The forest park has a number of signposted walks which pass the main features of the park. These include the Ards Heritage Trail, which is around 3.5 km long, the Nature Trail and the Green Trail, which are both approximately 3 km long, and the Red Trail, which is 13 km long, though this walk does give provisions for a short-cut back to the starting point should it be needed. There are several viewing points on these trails.

The Ards Heritage Trail passes a well called the Ague Well. This reputed holy well is associated with a number of stories of remedial powers. Also nearby is a Mass rock where mass was celebrated in defiance of the Penal Laws.

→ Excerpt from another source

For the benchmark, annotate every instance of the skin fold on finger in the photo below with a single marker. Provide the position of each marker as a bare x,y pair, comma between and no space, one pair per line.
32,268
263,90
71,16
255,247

The forest park also has a picnic and children's play area and a snack outlet.

==Nearby==
Just outside the forest park, at Ballymore on its northern border, is Clondehorky parish church, a Church of Ireland church built in the Georgian style in the mid-18th-century. This church may have been designed by Micheal Priestly. Directly opposite the church's main gate is Ballymore Arch, built for the Stewart family in the 19th-century to improve access from the church to Ards House, which was several miles distant at the edge of the small Ards Peninsula.